For people below the median income in their department or work unit, knowing what others earned made them less satisfied with their earnings and jobs overall, and increased the likelihood of searching for a new job. "By comparison, those who are paid above the median experience no significant change in any of these outcomes," the researchers write.
So in an uneven pay environment, the taboo on sharing salary information helps lower-paid workers avoid painful envy. This de-motivating force is one reason employers strongly enforce pay secrecy. "A lot require you to sign an agreement that you won’t disclose your salary," said David Card, who co-authored the paper with Enrico Moretti and Emmanuel Saez of Berkeley and Alexandre Mas of Princeton. "But if the labor market operated like an idealized market, public information would be the standard. The neoclassical setting effectively assumes there is a market wage, everyone knows it and everyone should get it — and that’s definitely not what’s going on. It’s the discretionary element that’s making people unhappy."
For example, one of the problems at UC Berkeley, Card said, "is it’s a very strange wage-setting system, and there’s a huge amount of discretion. Salaries are set on the basis of your last job offer; (bosses) respond on a case-by-case basis to keep the people they want. So people who aren’t out looking for job and don’t bring in an offer don’t get big wage increases. We don’t have any kind of standardization, so it’s very common for people objectively to be doing similar work" and have different salaries.

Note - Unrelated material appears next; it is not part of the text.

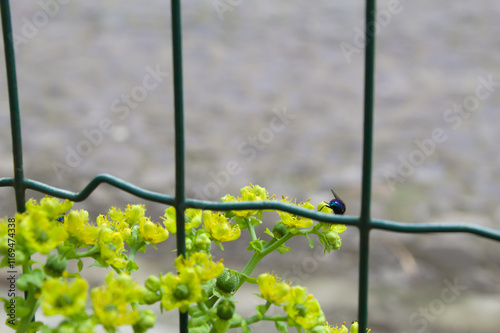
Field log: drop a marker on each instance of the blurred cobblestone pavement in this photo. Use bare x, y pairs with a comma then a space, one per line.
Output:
273, 96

But on the downside, pay secrecy hurts competent workers who don’t realize they deserve more in an environment where salaries are discretionary. Being dumb may make you happier, but it’s no good for your bottom line. When you’re able to get more intelligence on what the market will bear, "some of the information you’re learning is what you can negotiate," said Card.

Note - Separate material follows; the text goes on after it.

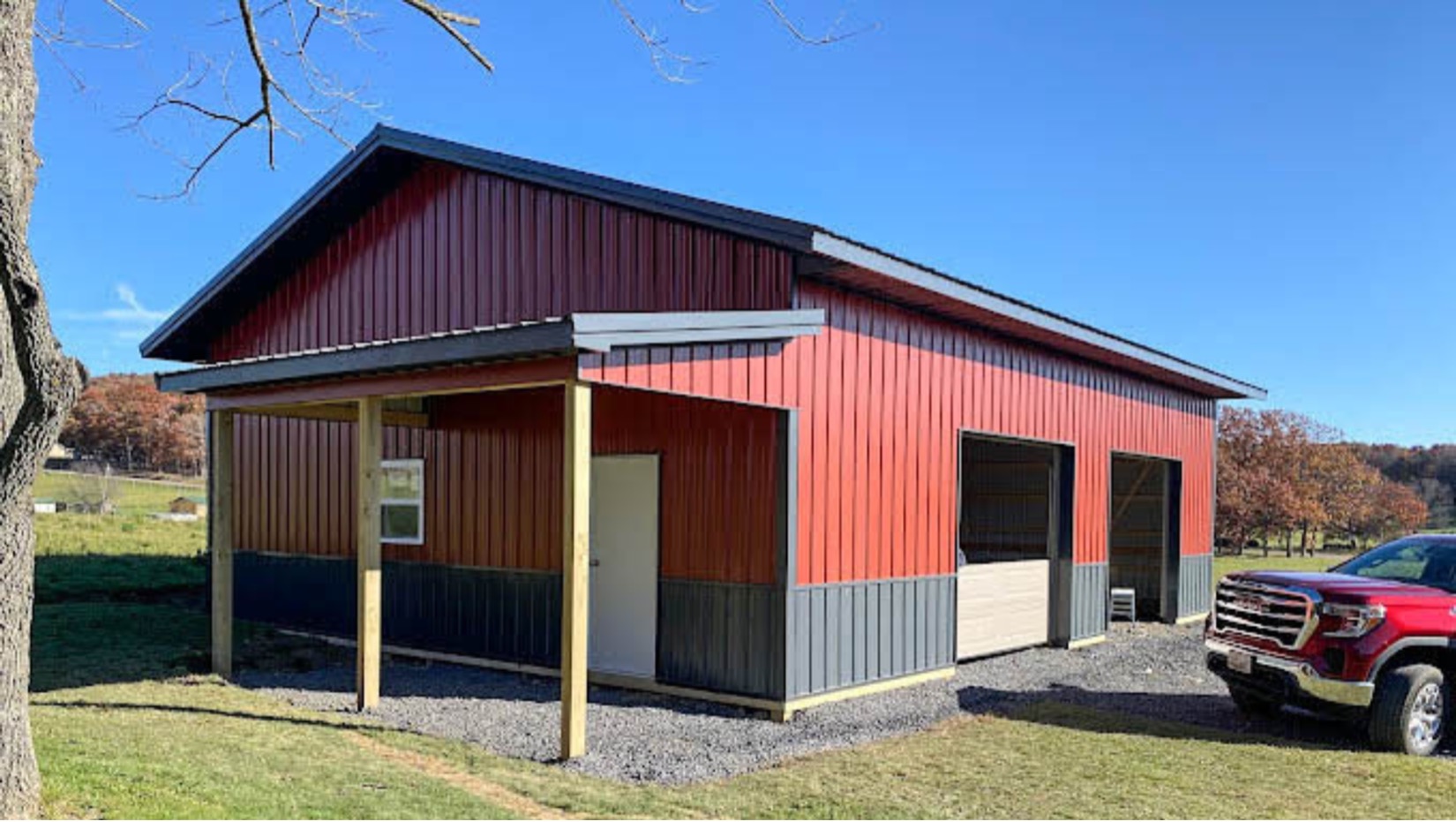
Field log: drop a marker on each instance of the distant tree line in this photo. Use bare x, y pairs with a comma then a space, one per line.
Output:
124, 421
1286, 477
1430, 471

Although not many companies are offering raises in the tough economy, It’s not a bad idea to position yourself for a pay hike when the recovery finally comes. Get some perspective by visiting sites such as salary.com, payscale.com; see if a professional association or industry group in your field conducts salary surveys. (If you work in the public sector, do an internet search to see if your state has a database similar to California’s.)
If your salary is way below the median, find out why. Examine your annual performance reviews. How have you gone above and beyond the call of duty? Have you promoted your accomplishments to the right people? Document the ways you have added value to your company and helped it achieve its most important goals. Then look for an opportune time to discuss a raise – at your next performance review, or at the beginning or end of a major project.
Don’t hand your boss an ultimatum unless you’re ready to leave. And if your firm doesn’t have the cash for a raise, how about more time off, or a bonus attached to a specific project? If you do find out what your co-workers make, I wouldn’t mention it in your negotiations. Your goal is to get paid what you’re worth, not to overhaul an employer’s questionable compensation policies.